A thick, smooth sweet and tart cream!
- 2 large egg yolks, lightly beaten
- 3/4 cup sugar
- 1/4 cup cornstarch
- 1 cup water
- 2 Tbsp unsalted butter
- 1 Tbsp grated lemon zest
- 1/4 cup fresh lemon juice
- Lightly beat the 2 egg yolks in a small bowl, set aside.
- In a small saucepan over medium heat, stir together sugar and cornstarch.
- When heated, add in the water.
- Bring to a boil, stirring constantly until it thickens (1-2 minutes).
- Remove from the heat and spoon about 1/2 cup of the hot mixture into the small bowl with egg yolks and stir quickly until combined.
- Return the egg mixture back to the pan and continue to stir.
- Bring the pan back to medium heat.
- Continue stirring and cooking until the curd is thickened (1-2 min).
- Remove from heat.
- Stir in the butter, lemon juice, and lemon zest.
- Cover with plastic wrap and cool before using.
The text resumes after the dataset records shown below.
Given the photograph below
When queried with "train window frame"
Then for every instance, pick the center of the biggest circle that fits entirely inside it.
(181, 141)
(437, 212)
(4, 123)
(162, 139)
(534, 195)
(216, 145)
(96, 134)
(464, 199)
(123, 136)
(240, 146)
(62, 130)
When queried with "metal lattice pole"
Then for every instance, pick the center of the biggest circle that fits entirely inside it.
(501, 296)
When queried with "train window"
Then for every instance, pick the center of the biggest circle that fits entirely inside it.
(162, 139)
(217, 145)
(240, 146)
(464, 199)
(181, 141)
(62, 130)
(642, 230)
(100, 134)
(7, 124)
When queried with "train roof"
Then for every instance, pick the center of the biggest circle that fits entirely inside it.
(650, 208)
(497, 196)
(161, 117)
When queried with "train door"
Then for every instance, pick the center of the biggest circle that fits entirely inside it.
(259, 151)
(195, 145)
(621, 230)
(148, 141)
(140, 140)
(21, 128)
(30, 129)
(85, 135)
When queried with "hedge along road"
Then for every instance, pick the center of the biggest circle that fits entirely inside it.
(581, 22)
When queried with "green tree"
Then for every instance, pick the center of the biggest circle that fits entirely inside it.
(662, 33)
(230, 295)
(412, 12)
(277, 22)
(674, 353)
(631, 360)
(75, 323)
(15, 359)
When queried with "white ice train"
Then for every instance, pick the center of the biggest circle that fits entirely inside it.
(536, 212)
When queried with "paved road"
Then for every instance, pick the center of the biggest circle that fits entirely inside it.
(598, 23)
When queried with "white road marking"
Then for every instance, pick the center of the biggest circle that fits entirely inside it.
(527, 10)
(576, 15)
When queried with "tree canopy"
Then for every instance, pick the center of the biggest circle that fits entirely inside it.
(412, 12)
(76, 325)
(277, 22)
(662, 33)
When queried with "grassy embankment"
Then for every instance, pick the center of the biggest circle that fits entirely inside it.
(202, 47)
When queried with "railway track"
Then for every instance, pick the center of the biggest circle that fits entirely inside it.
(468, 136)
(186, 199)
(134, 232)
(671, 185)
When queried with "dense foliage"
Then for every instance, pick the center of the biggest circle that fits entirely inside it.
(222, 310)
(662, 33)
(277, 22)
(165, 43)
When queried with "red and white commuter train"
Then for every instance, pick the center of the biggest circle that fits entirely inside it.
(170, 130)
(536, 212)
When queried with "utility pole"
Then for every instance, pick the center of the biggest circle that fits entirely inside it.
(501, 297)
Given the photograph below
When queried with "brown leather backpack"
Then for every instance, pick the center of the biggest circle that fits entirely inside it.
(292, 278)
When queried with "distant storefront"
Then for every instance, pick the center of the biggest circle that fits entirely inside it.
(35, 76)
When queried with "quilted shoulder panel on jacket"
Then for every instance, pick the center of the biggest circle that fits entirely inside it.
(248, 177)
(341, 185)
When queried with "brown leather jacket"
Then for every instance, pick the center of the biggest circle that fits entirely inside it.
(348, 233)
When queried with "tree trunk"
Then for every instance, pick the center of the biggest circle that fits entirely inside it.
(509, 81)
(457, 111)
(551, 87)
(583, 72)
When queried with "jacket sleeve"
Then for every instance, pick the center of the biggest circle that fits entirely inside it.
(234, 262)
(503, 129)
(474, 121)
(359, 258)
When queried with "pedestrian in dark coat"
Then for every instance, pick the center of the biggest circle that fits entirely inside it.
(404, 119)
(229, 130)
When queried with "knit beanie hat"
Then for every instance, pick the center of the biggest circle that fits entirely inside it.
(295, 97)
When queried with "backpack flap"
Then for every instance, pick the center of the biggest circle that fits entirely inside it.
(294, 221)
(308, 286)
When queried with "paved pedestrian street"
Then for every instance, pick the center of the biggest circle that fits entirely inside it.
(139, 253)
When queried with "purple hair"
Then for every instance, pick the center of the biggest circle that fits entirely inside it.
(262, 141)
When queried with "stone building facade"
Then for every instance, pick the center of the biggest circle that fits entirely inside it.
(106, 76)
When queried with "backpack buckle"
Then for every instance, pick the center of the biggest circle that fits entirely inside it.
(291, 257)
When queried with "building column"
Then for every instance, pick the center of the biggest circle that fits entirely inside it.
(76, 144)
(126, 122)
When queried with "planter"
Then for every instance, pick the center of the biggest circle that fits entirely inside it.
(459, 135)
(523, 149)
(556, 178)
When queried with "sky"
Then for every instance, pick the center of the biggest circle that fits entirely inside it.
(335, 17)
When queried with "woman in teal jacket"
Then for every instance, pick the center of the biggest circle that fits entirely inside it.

Note: put the plastic ON the curd to prevent a skin from forming.
- Yields about 1.5 cups
You can store it in the refrigerator for up to a week.
Fold in some fresh whipped cream for a lighter filling in texture and flavor.
Stir some lemon curd into vanilla buttercream or cream cheese frosting to add a yummy lemon flavor!